The doctrine of informed consent has two components: first, that the right of a person to determine what may be done to her body includes the right to consent to medical care; and second, that true consent cannot be given unless the patient is given all relevant information and has an opportunity to evaluate the available risks involved. Therefore, if a physician or other healthcare professional renders medical treatment without a patient’s consent, it is actionable as a tort.

Generally, consent may be oral or written, although some state statutes provide for statutory presumptions that appropriate informed consent was obtained if state-dictated written-consent forms are complete. The responsibility to obtain informed consent historically has rested with the physician.

The legal standard for proper informed consent is the disclosure to the patient of: 1. the patient’s condition; 2. the nature of the proposed treatment; 3. the benefits reasonably expected from a proposed treatment, together with the material risks and dangers of the proposed treatment; and 4. treatment alternatives, as well as the risks and benefits of such alternatives.

Excerpt from Susan O. Scheutzow, Patient Care, in FUNDAMENTALS OF HEALTH LAW 59, 62-63 (American Health Lawyers Association 5th ed., 2011).
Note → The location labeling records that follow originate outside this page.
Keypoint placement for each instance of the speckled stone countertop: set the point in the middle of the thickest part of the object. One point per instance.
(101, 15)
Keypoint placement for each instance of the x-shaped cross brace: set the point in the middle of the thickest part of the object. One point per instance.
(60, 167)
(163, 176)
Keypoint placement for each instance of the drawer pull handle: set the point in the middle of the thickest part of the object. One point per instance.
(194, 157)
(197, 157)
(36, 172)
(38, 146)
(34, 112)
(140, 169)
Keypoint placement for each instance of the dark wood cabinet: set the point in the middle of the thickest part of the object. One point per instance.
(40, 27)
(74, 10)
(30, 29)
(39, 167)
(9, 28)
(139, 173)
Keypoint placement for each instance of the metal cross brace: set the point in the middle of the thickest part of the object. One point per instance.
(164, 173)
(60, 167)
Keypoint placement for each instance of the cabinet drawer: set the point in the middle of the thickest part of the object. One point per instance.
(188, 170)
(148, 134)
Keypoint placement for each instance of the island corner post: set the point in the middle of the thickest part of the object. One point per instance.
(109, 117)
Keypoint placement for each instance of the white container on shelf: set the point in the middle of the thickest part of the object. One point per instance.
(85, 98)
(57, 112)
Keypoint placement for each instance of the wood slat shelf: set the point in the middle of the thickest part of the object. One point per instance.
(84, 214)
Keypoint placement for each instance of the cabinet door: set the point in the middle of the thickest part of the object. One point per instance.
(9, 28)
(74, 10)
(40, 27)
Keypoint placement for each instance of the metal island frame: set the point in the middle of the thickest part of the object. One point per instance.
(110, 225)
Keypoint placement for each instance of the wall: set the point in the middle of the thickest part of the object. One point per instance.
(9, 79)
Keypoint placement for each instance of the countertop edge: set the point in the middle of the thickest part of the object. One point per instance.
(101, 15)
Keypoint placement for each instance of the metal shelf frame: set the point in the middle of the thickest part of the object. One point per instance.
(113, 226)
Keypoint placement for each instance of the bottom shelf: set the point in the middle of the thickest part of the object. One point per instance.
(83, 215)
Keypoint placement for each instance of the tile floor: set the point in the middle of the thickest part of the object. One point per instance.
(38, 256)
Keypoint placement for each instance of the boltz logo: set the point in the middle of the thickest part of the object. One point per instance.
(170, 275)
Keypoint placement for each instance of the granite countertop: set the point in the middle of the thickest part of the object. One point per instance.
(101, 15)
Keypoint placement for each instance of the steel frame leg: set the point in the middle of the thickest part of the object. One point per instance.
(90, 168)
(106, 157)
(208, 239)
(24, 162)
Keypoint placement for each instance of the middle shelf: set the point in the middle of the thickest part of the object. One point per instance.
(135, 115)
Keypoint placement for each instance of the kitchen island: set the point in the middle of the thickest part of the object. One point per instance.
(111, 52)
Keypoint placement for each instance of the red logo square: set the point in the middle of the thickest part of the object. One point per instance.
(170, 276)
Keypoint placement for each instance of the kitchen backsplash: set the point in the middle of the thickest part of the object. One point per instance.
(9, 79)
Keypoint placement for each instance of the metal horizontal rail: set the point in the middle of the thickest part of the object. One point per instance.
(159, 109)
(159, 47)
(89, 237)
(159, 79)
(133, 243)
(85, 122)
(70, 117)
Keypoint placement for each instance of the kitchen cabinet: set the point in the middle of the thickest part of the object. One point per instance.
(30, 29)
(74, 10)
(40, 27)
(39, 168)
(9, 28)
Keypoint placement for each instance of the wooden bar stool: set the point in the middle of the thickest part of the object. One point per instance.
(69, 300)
Pursuant to HHS and FDA regulations, the following information must be provided to each person who agrees to participate in research (subject):

1. A statement that the clinical study involves research, an explanation of the purposes of the Research and the expected duration of the human subject’s participation, a description of the procedures to be followed, and identification of any procedures that are experimental;

2. A description of any reasonably foreseeable risks and discomforts to the human subject;

3. A description of any benefits to the human subject or others to be reasonably expected from the research;

4. A disclosure of any appropriate alternative procedures or courses of treatment that might be advantageous for the human subject;

5. A statement describing the extent to which confidentiality of records identifying the human subject will be maintained, and noting the possibility that the FDA may inspect the records;

6. For research involving more than minimal risk, an explanation as to whether any compensation, and an explanation as to whether any medical treatments are available, if injury occurs and, if so, what they consist of, or where further information may be obtained.

7. An explanation as to whom to contact for answers to pertinent questions about the research and the human subject’s rights, and whom to contact in the event of a research related injury to the subject;

8. A statement that participation is voluntary, refusal to participate will involve no penalty or loss of benefits to which the subject is otherwise entitled, and the subject may discontinue participation at any time without penalty or loss of benefits, to which the subject is otherwise entitled; and

9. When appropriate, one or more of the following elements of information shall be provided to each subject: a. A statement that the particular treatment or procedure may involve risks to the subject (or to the embryo or fetus, if the subject is or may become pregnant) which are currently unforeseeable. b. Anticipated circumstances under which the human subject’s participation may be terminated by the investigator without regard to the subject’s consent. c. Additional costs to the subject that may result from participation in the research. d. The consequences of a subject’s decision to withdraw from the research and procedures for orderly termination of participation by the subject. e. A statement that significant new findings developed during the course of the research which may relate to the subject’s willingness to continue participation f. The approximate number of human subjects involved in the study

Excerpt from Teresa M. Williams et al., INSTITUTIONAL REVIEW BOARDS: A PRIMER 21-22 (2007).